Про?клятый шрам, медленно крадущий воспоминания и в конечном счёте убивающий владельца. Укус призрака, метка смерти. Об этом было смешно думать, не то что говорить вслух. Он не помнил, когда уродливое пятно появилось на его запястье, и, быть может, в этом и заключалось самое страшное: проклятие уже начало действовать, потихоньку стирая ему память.

Спустившись в холл, он обнаружил, что тот опустел, и только кукла с копной платиновых волос и чёрными рюшами юбки продолжала неподвижно сидеть на софе, застыв в какой-то беспомощной и обречённой позе. Если бы не шарнирные суставы, то тоненькую фигурку можно было без труда принять за окоченевший труп — настолько меловым казалось её детское лицо.

Образ Яшики, тискающего маленькую фарфоровую девочку, внезапно вспыхнул в голове. Мáшита брезгливо отвернулся. На долю секунды ему померещилось, что бездушные стекляшки кукольных глаз следили за ним, как наблюдают за жуками, запертыми в террариуме: бесстрастно, с холодной методичностью учёного и чисто исследовательским любопытством.

Он тряхнул головой. Это место — не только холл, но и весь особняк в целом — странным образом давило на его психику.

Единственный свет на этаже горел где-то дальше по коридору, а значит, именно там и следовало искать владельца дома. Уже через десяток шагов в ноздри ударил запах свежезаваренного кофе, и чем ближе Мáшита подходил к виднеющейся жёлтой полоске, тем сильнее становился аромат, придававший голым стенам коридора намёк на обжитость.

У дверного косяка он застыл, заглядывая внутрь.

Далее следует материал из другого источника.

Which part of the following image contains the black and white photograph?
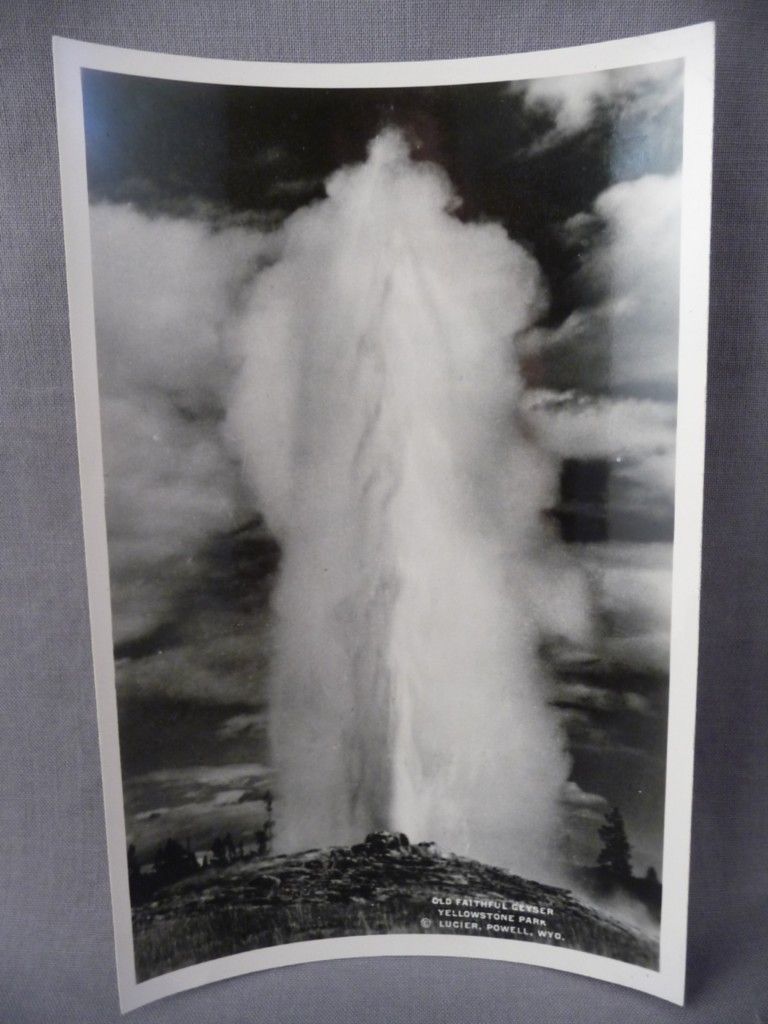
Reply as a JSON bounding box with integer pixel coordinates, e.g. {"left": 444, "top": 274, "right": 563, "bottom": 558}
{"left": 54, "top": 25, "right": 713, "bottom": 1010}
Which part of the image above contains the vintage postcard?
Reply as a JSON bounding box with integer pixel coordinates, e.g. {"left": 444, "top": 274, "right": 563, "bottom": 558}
{"left": 54, "top": 23, "right": 714, "bottom": 1011}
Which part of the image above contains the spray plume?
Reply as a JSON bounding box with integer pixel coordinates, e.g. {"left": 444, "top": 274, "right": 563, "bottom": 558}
{"left": 227, "top": 130, "right": 587, "bottom": 877}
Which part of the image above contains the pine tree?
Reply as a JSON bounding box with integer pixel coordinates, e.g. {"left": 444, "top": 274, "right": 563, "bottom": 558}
{"left": 597, "top": 806, "right": 632, "bottom": 882}
{"left": 127, "top": 843, "right": 140, "bottom": 881}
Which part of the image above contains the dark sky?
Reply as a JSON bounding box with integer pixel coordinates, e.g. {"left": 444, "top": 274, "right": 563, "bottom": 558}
{"left": 83, "top": 64, "right": 683, "bottom": 875}
{"left": 83, "top": 69, "right": 680, "bottom": 334}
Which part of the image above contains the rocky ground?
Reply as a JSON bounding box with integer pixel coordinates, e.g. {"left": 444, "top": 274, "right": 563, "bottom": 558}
{"left": 132, "top": 831, "right": 658, "bottom": 981}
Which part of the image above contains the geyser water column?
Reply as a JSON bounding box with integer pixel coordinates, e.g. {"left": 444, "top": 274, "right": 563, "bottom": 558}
{"left": 227, "top": 130, "right": 578, "bottom": 878}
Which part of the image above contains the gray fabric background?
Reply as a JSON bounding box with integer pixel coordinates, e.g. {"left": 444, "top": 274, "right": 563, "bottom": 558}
{"left": 1, "top": 2, "right": 766, "bottom": 1021}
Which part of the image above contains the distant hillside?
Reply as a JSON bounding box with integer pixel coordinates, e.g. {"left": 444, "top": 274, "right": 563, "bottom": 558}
{"left": 133, "top": 831, "right": 658, "bottom": 981}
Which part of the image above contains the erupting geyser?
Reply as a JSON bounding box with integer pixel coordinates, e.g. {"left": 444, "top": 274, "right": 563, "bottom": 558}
{"left": 227, "top": 130, "right": 589, "bottom": 879}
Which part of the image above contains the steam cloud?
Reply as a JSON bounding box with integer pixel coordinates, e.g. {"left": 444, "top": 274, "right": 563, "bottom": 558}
{"left": 90, "top": 204, "right": 272, "bottom": 646}
{"left": 227, "top": 131, "right": 589, "bottom": 875}
{"left": 517, "top": 60, "right": 682, "bottom": 158}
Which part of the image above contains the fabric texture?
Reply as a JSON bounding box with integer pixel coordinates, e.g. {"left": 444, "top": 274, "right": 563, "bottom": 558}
{"left": 0, "top": 1, "right": 766, "bottom": 1021}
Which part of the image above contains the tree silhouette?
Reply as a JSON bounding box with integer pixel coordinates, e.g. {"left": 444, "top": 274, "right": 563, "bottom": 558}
{"left": 597, "top": 806, "right": 632, "bottom": 882}
{"left": 211, "top": 836, "right": 227, "bottom": 867}
{"left": 253, "top": 789, "right": 275, "bottom": 858}
{"left": 127, "top": 843, "right": 146, "bottom": 903}
{"left": 224, "top": 832, "right": 236, "bottom": 861}
{"left": 127, "top": 843, "right": 140, "bottom": 882}
{"left": 153, "top": 837, "right": 199, "bottom": 884}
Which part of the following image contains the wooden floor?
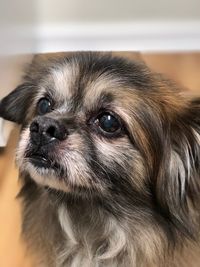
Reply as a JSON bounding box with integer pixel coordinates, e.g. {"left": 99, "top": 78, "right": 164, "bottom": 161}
{"left": 0, "top": 52, "right": 200, "bottom": 267}
{"left": 0, "top": 129, "right": 33, "bottom": 267}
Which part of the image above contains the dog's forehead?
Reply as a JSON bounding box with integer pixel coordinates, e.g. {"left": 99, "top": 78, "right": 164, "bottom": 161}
{"left": 47, "top": 59, "right": 127, "bottom": 108}
{"left": 49, "top": 60, "right": 80, "bottom": 100}
{"left": 34, "top": 53, "right": 153, "bottom": 119}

Интерьер кухни был столь же традиционным, как и убранство холла: деревянные балки, штукатурка цвета льна, и только глянцевые фасады встроенной техники намекали на близящийся Миллениум. На плите остывала небольшая медная турка, выглядевшая, в отличие от всего прочего, как предмет из самого обычного конбини [2].

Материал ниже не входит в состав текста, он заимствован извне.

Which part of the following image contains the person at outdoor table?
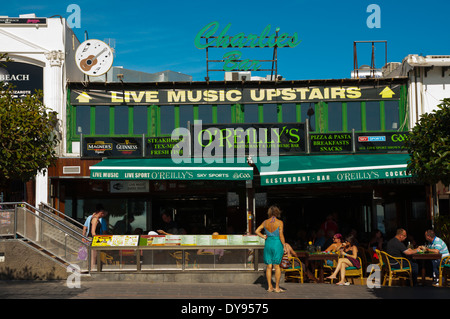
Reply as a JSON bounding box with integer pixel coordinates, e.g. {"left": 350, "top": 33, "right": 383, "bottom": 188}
{"left": 386, "top": 228, "right": 419, "bottom": 286}
{"left": 323, "top": 233, "right": 343, "bottom": 267}
{"left": 368, "top": 229, "right": 384, "bottom": 260}
{"left": 255, "top": 205, "right": 287, "bottom": 293}
{"left": 419, "top": 229, "right": 449, "bottom": 286}
{"left": 197, "top": 232, "right": 225, "bottom": 261}
{"left": 325, "top": 234, "right": 360, "bottom": 285}
{"left": 324, "top": 233, "right": 344, "bottom": 252}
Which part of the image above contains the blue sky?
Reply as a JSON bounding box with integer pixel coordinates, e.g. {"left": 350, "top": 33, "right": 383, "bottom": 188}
{"left": 3, "top": 0, "right": 450, "bottom": 81}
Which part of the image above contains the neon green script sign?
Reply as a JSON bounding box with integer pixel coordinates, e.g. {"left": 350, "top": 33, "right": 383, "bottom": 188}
{"left": 194, "top": 21, "right": 301, "bottom": 72}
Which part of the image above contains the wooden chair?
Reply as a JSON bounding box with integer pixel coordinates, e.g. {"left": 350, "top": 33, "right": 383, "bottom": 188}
{"left": 368, "top": 249, "right": 384, "bottom": 279}
{"left": 323, "top": 256, "right": 363, "bottom": 284}
{"left": 282, "top": 256, "right": 304, "bottom": 283}
{"left": 170, "top": 251, "right": 190, "bottom": 268}
{"left": 439, "top": 255, "right": 450, "bottom": 287}
{"left": 321, "top": 258, "right": 337, "bottom": 280}
{"left": 357, "top": 246, "right": 369, "bottom": 271}
{"left": 379, "top": 250, "right": 413, "bottom": 286}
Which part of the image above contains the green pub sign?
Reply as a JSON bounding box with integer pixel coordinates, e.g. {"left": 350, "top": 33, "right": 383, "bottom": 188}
{"left": 194, "top": 21, "right": 301, "bottom": 72}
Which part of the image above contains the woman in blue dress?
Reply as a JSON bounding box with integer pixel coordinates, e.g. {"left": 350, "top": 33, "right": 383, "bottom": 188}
{"left": 256, "top": 205, "right": 287, "bottom": 292}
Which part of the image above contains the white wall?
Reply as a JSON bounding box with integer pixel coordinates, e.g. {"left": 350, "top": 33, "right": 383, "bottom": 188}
{"left": 1, "top": 17, "right": 83, "bottom": 205}
{"left": 405, "top": 55, "right": 450, "bottom": 127}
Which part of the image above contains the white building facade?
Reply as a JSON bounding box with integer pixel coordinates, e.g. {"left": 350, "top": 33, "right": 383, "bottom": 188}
{"left": 0, "top": 15, "right": 84, "bottom": 205}
{"left": 400, "top": 54, "right": 450, "bottom": 214}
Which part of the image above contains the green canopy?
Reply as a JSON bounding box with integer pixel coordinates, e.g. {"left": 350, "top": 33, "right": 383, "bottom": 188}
{"left": 255, "top": 154, "right": 412, "bottom": 186}
{"left": 90, "top": 158, "right": 253, "bottom": 181}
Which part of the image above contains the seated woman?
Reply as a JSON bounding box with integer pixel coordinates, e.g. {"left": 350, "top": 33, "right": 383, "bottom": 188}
{"left": 323, "top": 233, "right": 344, "bottom": 267}
{"left": 326, "top": 234, "right": 361, "bottom": 285}
{"left": 324, "top": 233, "right": 344, "bottom": 252}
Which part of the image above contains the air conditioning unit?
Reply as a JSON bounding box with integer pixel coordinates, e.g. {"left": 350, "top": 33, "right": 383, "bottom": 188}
{"left": 224, "top": 71, "right": 251, "bottom": 81}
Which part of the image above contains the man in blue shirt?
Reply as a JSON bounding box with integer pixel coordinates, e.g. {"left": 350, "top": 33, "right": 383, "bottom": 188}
{"left": 422, "top": 229, "right": 449, "bottom": 286}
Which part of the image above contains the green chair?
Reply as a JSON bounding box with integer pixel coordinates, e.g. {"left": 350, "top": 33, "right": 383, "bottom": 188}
{"left": 379, "top": 250, "right": 412, "bottom": 286}
{"left": 283, "top": 256, "right": 304, "bottom": 283}
{"left": 344, "top": 257, "right": 364, "bottom": 285}
{"left": 439, "top": 255, "right": 450, "bottom": 287}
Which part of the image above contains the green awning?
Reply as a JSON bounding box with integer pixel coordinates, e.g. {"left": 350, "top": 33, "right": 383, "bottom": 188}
{"left": 255, "top": 154, "right": 412, "bottom": 186}
{"left": 90, "top": 158, "right": 253, "bottom": 181}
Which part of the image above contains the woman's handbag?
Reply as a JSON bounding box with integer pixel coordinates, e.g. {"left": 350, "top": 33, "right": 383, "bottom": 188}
{"left": 280, "top": 255, "right": 290, "bottom": 269}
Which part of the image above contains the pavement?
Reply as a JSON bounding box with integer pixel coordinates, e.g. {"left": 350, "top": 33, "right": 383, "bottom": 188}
{"left": 1, "top": 279, "right": 449, "bottom": 317}
{"left": 0, "top": 279, "right": 449, "bottom": 300}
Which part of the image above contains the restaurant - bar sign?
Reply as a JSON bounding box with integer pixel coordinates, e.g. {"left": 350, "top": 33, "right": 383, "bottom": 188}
{"left": 71, "top": 85, "right": 400, "bottom": 106}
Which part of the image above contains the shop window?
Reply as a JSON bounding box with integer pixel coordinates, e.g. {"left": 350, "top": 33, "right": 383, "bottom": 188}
{"left": 411, "top": 201, "right": 426, "bottom": 219}
{"left": 75, "top": 105, "right": 91, "bottom": 135}
{"left": 328, "top": 102, "right": 342, "bottom": 131}
{"left": 179, "top": 105, "right": 194, "bottom": 128}
{"left": 263, "top": 104, "right": 278, "bottom": 123}
{"left": 114, "top": 105, "right": 129, "bottom": 134}
{"left": 384, "top": 100, "right": 400, "bottom": 130}
{"left": 133, "top": 105, "right": 148, "bottom": 135}
{"left": 216, "top": 105, "right": 232, "bottom": 124}
{"left": 366, "top": 101, "right": 381, "bottom": 131}
{"left": 160, "top": 105, "right": 175, "bottom": 135}
{"left": 301, "top": 103, "right": 315, "bottom": 130}
{"left": 347, "top": 102, "right": 362, "bottom": 131}
{"left": 95, "top": 105, "right": 110, "bottom": 135}
{"left": 198, "top": 105, "right": 212, "bottom": 124}
{"left": 245, "top": 104, "right": 259, "bottom": 123}
{"left": 282, "top": 103, "right": 296, "bottom": 123}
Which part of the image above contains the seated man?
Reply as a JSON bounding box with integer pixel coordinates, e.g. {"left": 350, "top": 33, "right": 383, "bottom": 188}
{"left": 386, "top": 228, "right": 420, "bottom": 286}
{"left": 421, "top": 229, "right": 449, "bottom": 286}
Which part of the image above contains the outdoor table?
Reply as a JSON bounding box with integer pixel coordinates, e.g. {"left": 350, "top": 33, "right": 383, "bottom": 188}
{"left": 412, "top": 252, "right": 442, "bottom": 285}
{"left": 296, "top": 251, "right": 339, "bottom": 283}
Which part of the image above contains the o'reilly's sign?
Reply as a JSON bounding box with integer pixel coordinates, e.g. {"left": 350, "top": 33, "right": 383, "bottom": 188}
{"left": 190, "top": 122, "right": 305, "bottom": 158}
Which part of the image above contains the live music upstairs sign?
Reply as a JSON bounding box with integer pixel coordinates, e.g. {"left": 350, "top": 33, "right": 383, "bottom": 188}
{"left": 71, "top": 84, "right": 401, "bottom": 105}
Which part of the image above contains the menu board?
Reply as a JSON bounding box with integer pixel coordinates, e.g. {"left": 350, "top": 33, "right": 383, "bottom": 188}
{"left": 227, "top": 235, "right": 244, "bottom": 245}
{"left": 151, "top": 236, "right": 166, "bottom": 246}
{"left": 212, "top": 234, "right": 228, "bottom": 245}
{"left": 165, "top": 235, "right": 182, "bottom": 246}
{"left": 196, "top": 235, "right": 212, "bottom": 246}
{"left": 92, "top": 235, "right": 139, "bottom": 247}
{"left": 93, "top": 235, "right": 264, "bottom": 247}
{"left": 140, "top": 235, "right": 165, "bottom": 246}
{"left": 244, "top": 235, "right": 265, "bottom": 245}
{"left": 181, "top": 235, "right": 197, "bottom": 246}
{"left": 92, "top": 235, "right": 113, "bottom": 246}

Яшики сидел за столом. Взгляд его был устремлён в залитое ночью окно, а руки рассеянно теребили ободок кружки. Мыслями он казался очень далеко. Сейчас, когда мягкий свет заливал кухню, в глаза бросалось, насколько сильно Мáшита ошибся с возрастом. Яшики едва ли был старше его самого — может, года на три или четыре, — и только осунувшееся от недосыпа лицо добавляло ему лет. Тёмные, чуть завивающиеся волосы, доходили до подбородка, на котором виднелась небрежная щетина, словно нарочно оставленная в дань моде. Столь же модными были и очки в тонкой чёрной оправе, подчёркивавшие неожиданно густые и выразительные ресницы. Без плаща, в одной только рубашке-поло он выглядел худощавым и атлетически сложенным. Взгляд Мáшиты перетёк ниже, спускаясь по воротничку с оливковым кантом и кое-как завязанному галстуку, и зацепился за небольшую нашивку на груди. ?Ральф Лорен? гласила надпись, разделённая посередине конной фигуркой с клюшкой в руке.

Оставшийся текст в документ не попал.